Solving Class Imbalance problem in CNN

A roundup of methods to tackle class imbalance

abhishek kushwaha
AI Graduate
5 min readJan 29, 2019

--

General representation of the problem of classifier trained with imbalance class

Life isn’t fair. There is unequal distribution of natural resources across countries, unequal distribution of money, unequal distribution of political powers and so on. Data too is rarely found fairly distributed among classes. In real world, one never gets data which is equally distributed among all classes (labels). We have to live with this situation and have to find ways to deal with it. This is not a new problem and statisticians and mathematicians have spent decades trying to solve this in different ways. Having done quite a lot of research and experiments on this topic, I think it is a good time to share my learning.

What is class Imbalance?

Before getting into the solution of class imbalance lets take a quick peek into what is class imbalance. A machine learning algorithm learns from labelled datasets. Neural networks are primarily used for classification tasks where the network learns by looking at data points belonging to different classes. Imagine you have a classification problem where you have to identify whether a picture shown to the network has a dog in it or a cat. Now assume that your training set has a total of 10,000 images 9,998 images are of dogs and there is only one image which has a cat and the remaining image has none of them. Do you think the neural network will perform well in identifying cats? This is largely what class imbalance looks like. When you have unequal distribution of labelled data in different classes. For finer details I have also included in this article the results of a really nice paper on “A systematic study of the class imbalance problem in convolutional neural networks” by Mateusz Buda, Atsuto Maki, Maciej A. Mazurowski in which they have systematically investigated the impact of class imbalance on classification performance of CNN.

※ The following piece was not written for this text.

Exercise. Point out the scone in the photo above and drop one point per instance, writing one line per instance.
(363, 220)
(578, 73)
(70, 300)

For now lets just dive into the overview of the solutions. The details of each step are too much to cover in a single article hence I will just outline the steps and I would encourage you to read the paper for a deeper understanding

1. Methods for addressing imbalance

Methods for addressing class imbalance can be divided into two main categories. The first category is data level methods that operate on training set. The other category covers classifier (algorithmic) level methods, which keeps the training dataset unchanged and adjust training or inference algorithms

1.1 Data level methods

a. Oversampling
b. Undersampling

1.2 Classifier level methods

a. Thresholding
b. Cost sensitive learning
c. One-class classification
d. Hybrid of methods

2. Methods we choose for our experiment

The experiment involves these five methods which cover most of the commonly used approaches in the context of deep learning.

  1. Random minority oversampling
  2. Random majority undersampling
  3. Thresholding with prior class probabilities
  4. Oversampling with thresholding
  5. Undersampling with thresholding

3. Datasets used for experiment

Two different dataset are used

  1. MNIST
  2. CIFAR-10

Imbalance was created synthetically.

4. Evaluation metrics and testing

The accuracy metric is misleading with imbalanced dataset. The right metric would be F1-score or even better area under the receiver operating characteristic curve (ROC AUC) which is a plot of the false positive rate to the true positive rate for all possible prediction thresholds.

5. Results

The results showing the impact of class imbalance on classification performance and comparison of methods for addressing imbalance are shown in below graphs

Results from the paper a) MNIST, b) CIFAR-10

5.1 Generalizations of sampling methods

In some cases undersampling and oversampling perform similarly. For classical machine learning models it was shown that oversampling can cause overfitting, especially for minority classes. The results from above paper experiments do not confirm this conclusion for convolutional neural networks.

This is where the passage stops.